Kan Kubbe

436 23 11
                                    

   Kurşunumsu gökyüzünde süzülen tek parça bulut, kuraklığın yegane alameti, aksi gibi rengi de bembeyaz sanki hiç yağmura meyilli değil gibi. Genç kadın sonsuz, hafif karanlık semada güzel günler görmek istiyor, ancak insanlığın yok ettiği doğal güzelliklerin sunabileceği tek duygu olan hüzüne talim ediyor.

   Çivi çıkmışsa bile yerine çakılır. Adını taşıyan denizin yüzeyinde süzülen sümüksü yapıya karışmış kilolarca insan çöpüne bakmak bile acı verince artık bu deyimin yerinde olup olmadığına dair şüpheye kapılıyor.

   Her gün yaptığı gibi bugün de vapur iskelesinin bekleme alanındaki, kenarları pörsümüş, aşınmış, rengi bir zamanlar ahşapken şimdilerde külden gün alan bankta, bir bacağı diğerinin üstünde, sigarasını körüklerken boğazı gıcıklandı. Kıvırcık saçları, rüzgarın dans davetine mutlulukla icabet ederken vapurun etraftaki hayvanları korkutan sesine kulak verdi. Gitme zamanı.

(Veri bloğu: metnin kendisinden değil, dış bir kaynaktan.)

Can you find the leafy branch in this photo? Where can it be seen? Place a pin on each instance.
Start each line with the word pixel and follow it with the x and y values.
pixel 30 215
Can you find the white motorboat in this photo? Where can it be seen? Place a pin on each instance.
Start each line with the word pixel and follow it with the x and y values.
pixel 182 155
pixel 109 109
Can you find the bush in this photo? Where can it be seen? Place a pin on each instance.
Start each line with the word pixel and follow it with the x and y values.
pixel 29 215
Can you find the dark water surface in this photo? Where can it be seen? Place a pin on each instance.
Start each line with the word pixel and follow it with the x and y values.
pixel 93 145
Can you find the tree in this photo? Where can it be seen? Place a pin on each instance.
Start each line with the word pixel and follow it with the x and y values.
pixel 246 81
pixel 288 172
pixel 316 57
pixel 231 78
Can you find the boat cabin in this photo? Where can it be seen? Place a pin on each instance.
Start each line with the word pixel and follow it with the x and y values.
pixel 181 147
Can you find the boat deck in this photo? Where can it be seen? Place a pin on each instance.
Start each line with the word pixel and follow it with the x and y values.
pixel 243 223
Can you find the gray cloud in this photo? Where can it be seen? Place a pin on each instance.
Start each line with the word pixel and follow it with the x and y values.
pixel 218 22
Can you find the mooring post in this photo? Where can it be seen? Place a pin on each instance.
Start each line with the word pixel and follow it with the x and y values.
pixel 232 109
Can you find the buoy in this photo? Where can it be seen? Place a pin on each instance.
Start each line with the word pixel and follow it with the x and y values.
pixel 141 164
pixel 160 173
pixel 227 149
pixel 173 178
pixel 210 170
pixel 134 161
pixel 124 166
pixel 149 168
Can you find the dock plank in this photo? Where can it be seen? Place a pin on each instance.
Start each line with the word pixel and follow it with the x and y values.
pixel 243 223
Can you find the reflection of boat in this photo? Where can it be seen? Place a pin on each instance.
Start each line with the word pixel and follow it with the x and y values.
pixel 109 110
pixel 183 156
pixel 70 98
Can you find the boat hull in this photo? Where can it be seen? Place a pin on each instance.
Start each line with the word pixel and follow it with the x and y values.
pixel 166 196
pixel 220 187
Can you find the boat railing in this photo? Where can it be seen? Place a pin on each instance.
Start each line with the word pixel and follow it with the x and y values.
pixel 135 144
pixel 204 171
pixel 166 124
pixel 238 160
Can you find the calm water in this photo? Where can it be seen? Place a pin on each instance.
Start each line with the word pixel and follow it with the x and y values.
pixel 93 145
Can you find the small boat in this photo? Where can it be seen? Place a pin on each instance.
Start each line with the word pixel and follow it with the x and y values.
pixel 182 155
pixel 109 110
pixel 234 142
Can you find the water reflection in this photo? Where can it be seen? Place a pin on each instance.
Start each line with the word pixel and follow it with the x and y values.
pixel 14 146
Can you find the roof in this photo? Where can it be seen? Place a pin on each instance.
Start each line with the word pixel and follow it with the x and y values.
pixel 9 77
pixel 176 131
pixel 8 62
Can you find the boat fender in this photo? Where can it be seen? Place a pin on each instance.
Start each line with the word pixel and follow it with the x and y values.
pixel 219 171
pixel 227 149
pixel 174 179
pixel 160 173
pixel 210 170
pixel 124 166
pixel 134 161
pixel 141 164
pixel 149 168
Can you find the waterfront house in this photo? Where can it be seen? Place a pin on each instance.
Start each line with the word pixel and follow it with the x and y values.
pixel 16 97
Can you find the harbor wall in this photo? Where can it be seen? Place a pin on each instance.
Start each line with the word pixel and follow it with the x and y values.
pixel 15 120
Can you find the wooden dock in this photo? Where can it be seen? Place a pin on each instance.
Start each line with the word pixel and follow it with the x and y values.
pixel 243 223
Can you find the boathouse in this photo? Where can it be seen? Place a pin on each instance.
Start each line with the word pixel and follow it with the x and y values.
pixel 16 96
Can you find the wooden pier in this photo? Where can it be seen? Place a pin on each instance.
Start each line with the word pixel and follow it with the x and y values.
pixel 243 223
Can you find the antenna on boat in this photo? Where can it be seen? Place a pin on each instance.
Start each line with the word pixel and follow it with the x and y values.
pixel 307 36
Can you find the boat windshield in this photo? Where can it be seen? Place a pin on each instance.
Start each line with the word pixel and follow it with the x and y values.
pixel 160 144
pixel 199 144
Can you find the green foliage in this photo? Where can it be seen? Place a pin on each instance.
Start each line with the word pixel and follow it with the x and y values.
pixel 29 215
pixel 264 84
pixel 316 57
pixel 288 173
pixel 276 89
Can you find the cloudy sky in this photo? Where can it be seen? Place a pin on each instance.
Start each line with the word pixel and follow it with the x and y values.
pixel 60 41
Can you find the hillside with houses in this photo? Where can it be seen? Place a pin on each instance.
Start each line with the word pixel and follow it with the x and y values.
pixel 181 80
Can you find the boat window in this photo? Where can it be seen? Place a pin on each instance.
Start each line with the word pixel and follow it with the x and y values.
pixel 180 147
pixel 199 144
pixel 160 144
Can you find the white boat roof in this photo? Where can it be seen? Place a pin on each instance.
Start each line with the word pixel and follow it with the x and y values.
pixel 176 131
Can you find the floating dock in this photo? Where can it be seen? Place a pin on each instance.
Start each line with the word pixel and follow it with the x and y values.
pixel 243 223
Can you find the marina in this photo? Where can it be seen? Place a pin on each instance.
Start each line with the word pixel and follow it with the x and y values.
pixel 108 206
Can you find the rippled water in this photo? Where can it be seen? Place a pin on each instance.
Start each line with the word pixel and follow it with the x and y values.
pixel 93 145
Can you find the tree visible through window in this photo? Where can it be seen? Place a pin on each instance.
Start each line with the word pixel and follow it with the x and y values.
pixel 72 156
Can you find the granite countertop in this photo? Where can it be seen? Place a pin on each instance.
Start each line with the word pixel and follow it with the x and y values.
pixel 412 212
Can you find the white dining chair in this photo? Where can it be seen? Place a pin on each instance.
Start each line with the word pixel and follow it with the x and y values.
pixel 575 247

   Yaşlı İstanbul'un diğer yakasına geçmenin bile eski tadı yok. Martılar bacayı sarmıyor, ya da varış noktasına kadar eşlik etmiyor artık. İyi kötü iki adet simit satın alıp zoraki bir ziyafete davet ederdi ama simit dahi artık el yakıyor, bir zamanların fakir öğünü şimdilerin zengin malı olmuş.

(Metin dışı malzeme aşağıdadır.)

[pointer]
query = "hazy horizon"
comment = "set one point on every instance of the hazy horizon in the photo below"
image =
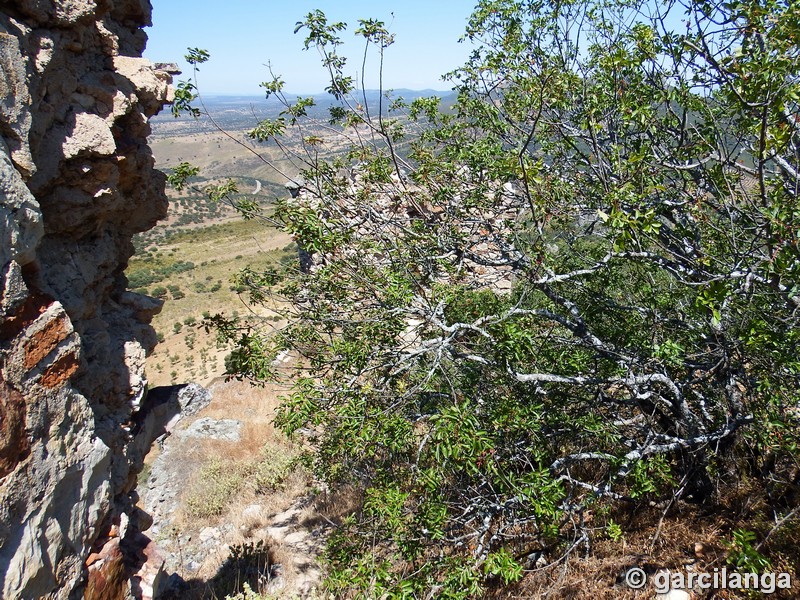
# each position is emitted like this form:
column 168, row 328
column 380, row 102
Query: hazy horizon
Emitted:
column 244, row 37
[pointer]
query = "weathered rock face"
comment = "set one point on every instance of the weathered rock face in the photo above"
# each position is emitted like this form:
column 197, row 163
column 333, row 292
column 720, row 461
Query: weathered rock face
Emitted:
column 76, row 182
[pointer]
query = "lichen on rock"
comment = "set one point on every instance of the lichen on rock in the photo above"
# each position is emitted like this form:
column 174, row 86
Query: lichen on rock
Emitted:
column 77, row 181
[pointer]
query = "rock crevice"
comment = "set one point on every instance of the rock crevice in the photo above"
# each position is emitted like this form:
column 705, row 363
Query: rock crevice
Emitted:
column 77, row 181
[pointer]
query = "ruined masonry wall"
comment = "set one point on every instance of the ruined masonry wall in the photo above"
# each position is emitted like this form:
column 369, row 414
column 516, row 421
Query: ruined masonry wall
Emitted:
column 76, row 182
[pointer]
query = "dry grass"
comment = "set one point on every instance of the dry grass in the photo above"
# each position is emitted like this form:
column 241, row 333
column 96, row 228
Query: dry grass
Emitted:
column 689, row 538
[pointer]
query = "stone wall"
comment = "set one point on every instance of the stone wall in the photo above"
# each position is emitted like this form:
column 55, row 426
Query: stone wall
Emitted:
column 76, row 182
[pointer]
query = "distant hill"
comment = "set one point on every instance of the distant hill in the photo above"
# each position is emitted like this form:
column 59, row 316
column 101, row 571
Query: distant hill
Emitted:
column 242, row 112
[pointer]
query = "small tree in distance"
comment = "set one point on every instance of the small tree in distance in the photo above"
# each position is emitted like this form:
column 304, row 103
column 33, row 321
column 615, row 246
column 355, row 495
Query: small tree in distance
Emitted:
column 577, row 288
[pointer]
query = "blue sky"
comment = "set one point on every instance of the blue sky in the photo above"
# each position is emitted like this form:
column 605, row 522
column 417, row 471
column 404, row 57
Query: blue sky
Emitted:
column 244, row 35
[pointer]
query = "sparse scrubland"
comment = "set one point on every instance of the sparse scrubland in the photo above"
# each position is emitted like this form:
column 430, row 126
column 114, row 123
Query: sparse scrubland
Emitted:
column 550, row 334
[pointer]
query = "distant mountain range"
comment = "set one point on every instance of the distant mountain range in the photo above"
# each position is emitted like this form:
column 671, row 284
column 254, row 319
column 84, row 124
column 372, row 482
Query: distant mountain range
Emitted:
column 237, row 111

   Geride bıraktığı o güzel şehrin anılarına kapılıp gitti. Eski Taksim'de herkesin takım elbiseyle dolaştığı günlere kadar değil; hayat kirişi böylesine köklü yılları kapsamıyor ama Türçe hariç her dilde asılmış tabelaların olmadığı, Taksim'de ülkenin resmi dilinden başka bir dil duyulmadığı günler, hatta korkusuzca dolaştığı günler zannettiği kadar uzakta değil.

   Eskilerde sahafları tek tek gezdiği semtlerde bulunmak güven vermiyor. Deniz bu anı deryasında kulaçlar atadursun, açık alanında oturduğu gemi kıyıya vurmuş, yolcular sanki kendilerine sıra gelmeyecek gibi korkuyla ileri atılıyor, inmek için birbirini eziyor.

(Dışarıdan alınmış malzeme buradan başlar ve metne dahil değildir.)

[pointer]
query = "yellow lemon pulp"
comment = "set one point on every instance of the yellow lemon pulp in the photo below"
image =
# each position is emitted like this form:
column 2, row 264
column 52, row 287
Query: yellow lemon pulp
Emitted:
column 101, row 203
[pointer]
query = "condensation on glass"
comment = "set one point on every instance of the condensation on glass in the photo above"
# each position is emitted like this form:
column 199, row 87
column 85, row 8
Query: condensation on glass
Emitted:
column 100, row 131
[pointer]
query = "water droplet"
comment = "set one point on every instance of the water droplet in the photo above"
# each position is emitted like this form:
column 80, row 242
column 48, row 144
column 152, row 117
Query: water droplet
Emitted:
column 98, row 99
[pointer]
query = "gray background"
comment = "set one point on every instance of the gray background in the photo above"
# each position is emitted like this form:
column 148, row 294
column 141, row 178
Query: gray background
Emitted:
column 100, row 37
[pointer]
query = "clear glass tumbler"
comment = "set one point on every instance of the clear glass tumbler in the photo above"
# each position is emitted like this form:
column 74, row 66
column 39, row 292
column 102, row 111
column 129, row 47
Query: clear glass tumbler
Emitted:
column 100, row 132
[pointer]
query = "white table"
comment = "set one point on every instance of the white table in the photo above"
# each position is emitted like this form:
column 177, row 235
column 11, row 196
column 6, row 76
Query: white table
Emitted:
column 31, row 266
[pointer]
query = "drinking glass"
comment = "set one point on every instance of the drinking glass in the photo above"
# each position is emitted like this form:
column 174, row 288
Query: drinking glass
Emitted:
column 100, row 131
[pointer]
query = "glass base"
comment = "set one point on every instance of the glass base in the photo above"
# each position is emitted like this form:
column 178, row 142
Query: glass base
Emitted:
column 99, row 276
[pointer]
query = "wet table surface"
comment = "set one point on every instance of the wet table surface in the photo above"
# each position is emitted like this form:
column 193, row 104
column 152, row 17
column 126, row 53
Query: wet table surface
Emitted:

   Şık siyah ceketinin iç cebinden sigara paketini çıkardı. İnsanlar adeta birbirini dümdüz ederken, Deniz hiç oralı değildi, sakince kalabalığın mağara devrinden kalma yollarla dağılmasını bekliyordu.

   Ayağı düz zemine değer değmez ithal sigarasından bir dalı dudaklarının arasında tuttu. Herkesten sakındığı Mustafa Kemal Atatürk imzalı beyaz fakat basit çakmağıyla ucunu yaktı. Sarıyer iskelesini boylu boyunca dekore eden, balıkların çoğu sezon öncesi avlandığından oltalarının ucu boş kalmaya mahkum balıkçıların yanından geçip gitti. Selam vermek istediyse de veremedi. Bu günlerde insanlara iyi davranmanın bile kötü bir bedeli var.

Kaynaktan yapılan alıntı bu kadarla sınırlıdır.